“Abartmaaa!” dedi dostum. “Sürahiye mi yazdın?”
“Niye olmasın ki?” dedim. O da bencileyin akşama kadar kendine uzanacak bir dost eli bir tatlı söz bekliyor. Bir şeker hastasının susuzlugunu giderdi mi. Hele bir de çok şükür dedi mi içen. Daha bir verimkâr bakıyor sanki. “Bir bardak daha içer misin?” der gibi… Daha bir lütufkâr. Güzel bir şeye vesile oldu ya. Sevinçli…
Bazıları yadırgıyorlar böyle eşya ile ünsiyet kurmamı. Ünsiyet arkadaşlık demek. Arkadaş, paylaştığınız kişi demek. Eleminizi hasretinizi, sevincinizi… Her zaman yanı başında bulamaz ki insan. Paylaşacak bir dost…
Ama o vefalı… “Ben buradayım” dercesine… 7 gün 24 saat bana açılabilirsin. Hem benden su çıkar sır çıkmaz.”
Kim bilir kulak versen onun da ne anlatacakları vardır. Çok dolukunca kadim dostu bardağa döker içini. “Sen de olmasan” der. “Ben kime dökerim içimi?”
Onun da banyo günü var. Ayda bir basbayağı sabunla, köpükle yıkarız. Bize mesajı vardır aslında: Ey insanoğlu! Görevi su doldurup boşaltma olan sürahide yine görevi temizlemek olan ‘su’ bile iz bırakıyor. Ey ağızlarını açınca züccaciyeye giren filler gibi kırıp döken, filler gibi ‘İz bırakanlar! Bendeki su izini köpükle sıcak suyla giderebilirsin. Ama senin bıraktığın izleri neyle gidereceksin?
Bazen perdeleri onun için açarım. Manzarayı o da seyretsin diye.
Eşyaya bu şekilde ruh verip onunla konuşmamı yadirgayanlar işi abartıp Efendimiz’in (SAV) hırkasını, sakalını saklamanın da sakıncalı olduğunu söylüyor. “Şirk kokan hareketler bunlar.” diyorlar.
Efendimiz önceleri bir kütüğe yaslanarak cemaate hitap ederdi. Sonra minber gibi bir şey yapılınca kütüğü terkedip minbere geçti. Bu ayrılığa dayanamayan kütük bütün cemaatin duyacağı şekilde inledi… inledi… Efendimiz eski dostunun yanına gidip okşadı onu. Teselli verdi. Ve dedi ki: “Ben ona teselli vermeseydim kıyamete kadar inleyecekti.”

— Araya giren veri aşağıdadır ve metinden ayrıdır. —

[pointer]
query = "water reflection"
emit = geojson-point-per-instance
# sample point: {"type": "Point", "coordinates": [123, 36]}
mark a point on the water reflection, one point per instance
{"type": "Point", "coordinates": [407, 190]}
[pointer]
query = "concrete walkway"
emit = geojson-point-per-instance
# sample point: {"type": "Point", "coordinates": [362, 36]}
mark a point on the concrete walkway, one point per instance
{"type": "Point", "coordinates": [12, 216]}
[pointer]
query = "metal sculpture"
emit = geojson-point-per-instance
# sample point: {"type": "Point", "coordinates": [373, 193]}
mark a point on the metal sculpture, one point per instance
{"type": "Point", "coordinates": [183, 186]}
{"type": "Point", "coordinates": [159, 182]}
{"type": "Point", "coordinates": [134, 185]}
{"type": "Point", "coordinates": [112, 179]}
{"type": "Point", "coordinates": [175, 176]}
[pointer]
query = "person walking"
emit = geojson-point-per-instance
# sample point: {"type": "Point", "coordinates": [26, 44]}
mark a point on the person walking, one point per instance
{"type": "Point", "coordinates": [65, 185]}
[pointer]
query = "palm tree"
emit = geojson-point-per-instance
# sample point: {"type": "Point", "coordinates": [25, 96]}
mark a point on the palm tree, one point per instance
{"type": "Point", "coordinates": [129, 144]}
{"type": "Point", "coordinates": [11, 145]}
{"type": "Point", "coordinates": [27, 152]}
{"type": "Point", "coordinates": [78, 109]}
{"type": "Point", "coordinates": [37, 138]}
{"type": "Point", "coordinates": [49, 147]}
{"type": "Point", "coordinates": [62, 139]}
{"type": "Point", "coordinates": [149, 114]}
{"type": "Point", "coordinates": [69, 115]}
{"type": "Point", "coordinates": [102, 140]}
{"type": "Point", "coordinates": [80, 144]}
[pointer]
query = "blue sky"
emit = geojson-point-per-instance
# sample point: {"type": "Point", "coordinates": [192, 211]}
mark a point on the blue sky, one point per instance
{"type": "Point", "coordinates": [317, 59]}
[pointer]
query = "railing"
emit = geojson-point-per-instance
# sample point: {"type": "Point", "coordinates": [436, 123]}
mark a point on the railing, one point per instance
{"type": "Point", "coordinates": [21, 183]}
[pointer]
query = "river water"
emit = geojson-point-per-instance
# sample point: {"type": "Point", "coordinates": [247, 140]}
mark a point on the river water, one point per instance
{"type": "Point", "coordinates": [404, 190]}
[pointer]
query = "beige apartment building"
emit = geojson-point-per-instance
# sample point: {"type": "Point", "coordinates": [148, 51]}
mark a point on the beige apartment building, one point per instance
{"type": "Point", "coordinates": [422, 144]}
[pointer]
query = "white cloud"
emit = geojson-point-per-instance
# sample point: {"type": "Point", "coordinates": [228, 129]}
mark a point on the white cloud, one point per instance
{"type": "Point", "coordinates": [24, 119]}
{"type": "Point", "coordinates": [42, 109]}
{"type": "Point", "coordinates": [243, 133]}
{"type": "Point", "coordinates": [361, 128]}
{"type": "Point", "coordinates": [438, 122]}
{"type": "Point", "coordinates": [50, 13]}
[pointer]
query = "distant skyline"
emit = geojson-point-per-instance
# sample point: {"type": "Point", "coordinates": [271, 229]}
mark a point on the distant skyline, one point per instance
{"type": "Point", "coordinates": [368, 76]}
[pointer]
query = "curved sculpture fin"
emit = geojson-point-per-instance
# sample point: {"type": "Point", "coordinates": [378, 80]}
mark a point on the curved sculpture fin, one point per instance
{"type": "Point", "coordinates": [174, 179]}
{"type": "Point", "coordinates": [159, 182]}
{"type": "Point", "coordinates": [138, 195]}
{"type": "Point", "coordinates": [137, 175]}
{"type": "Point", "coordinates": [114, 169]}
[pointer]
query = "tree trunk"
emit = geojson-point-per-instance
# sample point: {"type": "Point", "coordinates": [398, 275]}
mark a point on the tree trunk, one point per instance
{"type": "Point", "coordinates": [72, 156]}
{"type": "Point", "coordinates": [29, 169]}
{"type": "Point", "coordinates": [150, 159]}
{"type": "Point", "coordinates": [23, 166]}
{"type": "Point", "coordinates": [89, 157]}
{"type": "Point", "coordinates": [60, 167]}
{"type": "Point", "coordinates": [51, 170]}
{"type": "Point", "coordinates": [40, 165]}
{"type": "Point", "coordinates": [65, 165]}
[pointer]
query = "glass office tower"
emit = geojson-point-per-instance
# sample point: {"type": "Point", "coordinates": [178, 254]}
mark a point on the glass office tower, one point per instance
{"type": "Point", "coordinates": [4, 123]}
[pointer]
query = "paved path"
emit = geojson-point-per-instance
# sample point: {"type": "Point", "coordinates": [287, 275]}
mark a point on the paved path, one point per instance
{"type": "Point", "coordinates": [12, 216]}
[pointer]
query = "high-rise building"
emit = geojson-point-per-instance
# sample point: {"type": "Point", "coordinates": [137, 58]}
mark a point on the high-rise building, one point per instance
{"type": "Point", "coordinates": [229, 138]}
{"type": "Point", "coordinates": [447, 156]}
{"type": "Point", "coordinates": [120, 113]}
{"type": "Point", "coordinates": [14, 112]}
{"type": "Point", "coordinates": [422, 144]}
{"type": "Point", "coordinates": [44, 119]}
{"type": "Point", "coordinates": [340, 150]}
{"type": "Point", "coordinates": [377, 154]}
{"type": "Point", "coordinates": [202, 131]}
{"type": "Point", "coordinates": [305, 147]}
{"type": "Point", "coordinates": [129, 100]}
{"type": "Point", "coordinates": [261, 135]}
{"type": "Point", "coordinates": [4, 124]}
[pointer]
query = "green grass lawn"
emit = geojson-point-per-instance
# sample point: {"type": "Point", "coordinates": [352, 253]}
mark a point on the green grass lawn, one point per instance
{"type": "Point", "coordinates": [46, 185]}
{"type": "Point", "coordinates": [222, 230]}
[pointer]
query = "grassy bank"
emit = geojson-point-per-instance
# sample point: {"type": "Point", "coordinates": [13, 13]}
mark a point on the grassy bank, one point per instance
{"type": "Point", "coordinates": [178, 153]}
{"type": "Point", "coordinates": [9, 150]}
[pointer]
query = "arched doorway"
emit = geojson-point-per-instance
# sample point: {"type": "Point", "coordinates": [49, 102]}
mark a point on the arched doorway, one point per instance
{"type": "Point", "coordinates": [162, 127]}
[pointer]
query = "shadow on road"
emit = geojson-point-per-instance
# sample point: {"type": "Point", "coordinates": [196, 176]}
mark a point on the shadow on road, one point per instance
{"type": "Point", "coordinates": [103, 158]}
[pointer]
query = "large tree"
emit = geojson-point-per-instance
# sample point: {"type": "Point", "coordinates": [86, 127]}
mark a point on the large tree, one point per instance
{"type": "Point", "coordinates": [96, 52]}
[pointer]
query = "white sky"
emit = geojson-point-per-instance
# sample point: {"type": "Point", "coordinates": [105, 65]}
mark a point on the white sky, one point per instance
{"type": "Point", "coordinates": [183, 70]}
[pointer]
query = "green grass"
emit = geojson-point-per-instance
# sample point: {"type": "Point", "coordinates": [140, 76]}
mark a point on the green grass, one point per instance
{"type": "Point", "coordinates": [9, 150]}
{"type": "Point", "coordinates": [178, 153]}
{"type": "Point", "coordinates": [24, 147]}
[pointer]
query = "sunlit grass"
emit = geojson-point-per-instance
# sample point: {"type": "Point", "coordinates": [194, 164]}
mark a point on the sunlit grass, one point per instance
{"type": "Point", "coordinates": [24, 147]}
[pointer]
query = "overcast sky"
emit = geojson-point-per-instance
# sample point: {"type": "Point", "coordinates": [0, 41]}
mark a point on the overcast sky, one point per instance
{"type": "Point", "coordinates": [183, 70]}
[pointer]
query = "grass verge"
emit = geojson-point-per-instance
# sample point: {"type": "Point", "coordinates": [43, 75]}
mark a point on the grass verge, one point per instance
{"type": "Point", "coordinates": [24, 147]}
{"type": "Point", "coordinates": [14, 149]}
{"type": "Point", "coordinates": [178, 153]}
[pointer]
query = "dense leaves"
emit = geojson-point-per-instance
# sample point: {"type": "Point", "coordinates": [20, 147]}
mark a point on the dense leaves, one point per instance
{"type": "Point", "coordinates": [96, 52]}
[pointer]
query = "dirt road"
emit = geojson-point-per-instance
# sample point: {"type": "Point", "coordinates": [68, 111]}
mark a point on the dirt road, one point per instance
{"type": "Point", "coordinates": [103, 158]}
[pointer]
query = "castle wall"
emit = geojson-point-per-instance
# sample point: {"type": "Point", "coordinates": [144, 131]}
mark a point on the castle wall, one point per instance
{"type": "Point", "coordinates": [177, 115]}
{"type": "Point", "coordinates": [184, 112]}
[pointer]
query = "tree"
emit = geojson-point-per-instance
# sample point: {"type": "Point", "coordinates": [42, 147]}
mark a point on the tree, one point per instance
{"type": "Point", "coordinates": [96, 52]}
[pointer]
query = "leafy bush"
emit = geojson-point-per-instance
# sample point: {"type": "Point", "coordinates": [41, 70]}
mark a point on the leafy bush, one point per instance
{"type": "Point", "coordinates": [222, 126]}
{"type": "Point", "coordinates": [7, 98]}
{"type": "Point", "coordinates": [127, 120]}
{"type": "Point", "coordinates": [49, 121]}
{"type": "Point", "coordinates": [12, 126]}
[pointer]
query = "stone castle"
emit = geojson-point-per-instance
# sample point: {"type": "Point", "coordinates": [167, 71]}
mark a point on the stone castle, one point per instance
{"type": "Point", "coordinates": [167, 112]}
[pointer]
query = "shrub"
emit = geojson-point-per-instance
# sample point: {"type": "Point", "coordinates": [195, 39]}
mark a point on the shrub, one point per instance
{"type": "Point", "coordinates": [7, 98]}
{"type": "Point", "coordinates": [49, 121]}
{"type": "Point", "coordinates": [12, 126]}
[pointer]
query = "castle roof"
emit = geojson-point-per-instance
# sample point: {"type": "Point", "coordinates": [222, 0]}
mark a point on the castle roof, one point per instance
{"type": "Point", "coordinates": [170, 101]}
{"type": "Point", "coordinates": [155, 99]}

Uhud; dostunu, Hamza’sını alınca O’ndan, çok üzülmüştü. Gördü o hüznü ‘Alemlere rahmet olarak’ gönderilen Peygamber(SAV). Arkadaşının omuzuna elini atar gibi; biz arkadaşız der gibi. “Uhud bir dağdır. Biz onu severiz o bizi sever” dedi. Belki Uhud Dağı da böyle bir teselli almasaydı kıyamete kadar ağlayacaktı.
Şirk kokan hareketlermiş. Ben o hırka ya da o tüye secde etmiyorum ki. Bir güzel insan geçmiş bu dünyadan. Hatıralarıyla beni O’na yaklaştırıyor.
Barış Manço kol düğmelerine ruh vermiş. Konuşturmuş onları. O müstesna ve gizli aşktan haberdar etmiş bizi. O güne kadar kol düğmelerini özensizce fırlatanlar itinayla yerine koyar olmuşlar o kutsal aşka hürmet ederek. Bir düzen, bir ahenk bir insicam gelmiş insanoğlunun hareketlerine.
Efkarlıyım be sürahi! Koy bi bardak ‘su’ da içelim. Giderelim dilimizin, damağımızın, ruhumuzun susuzluğunu…
Sürahiden sadece su içenler ne kuru insanlardır!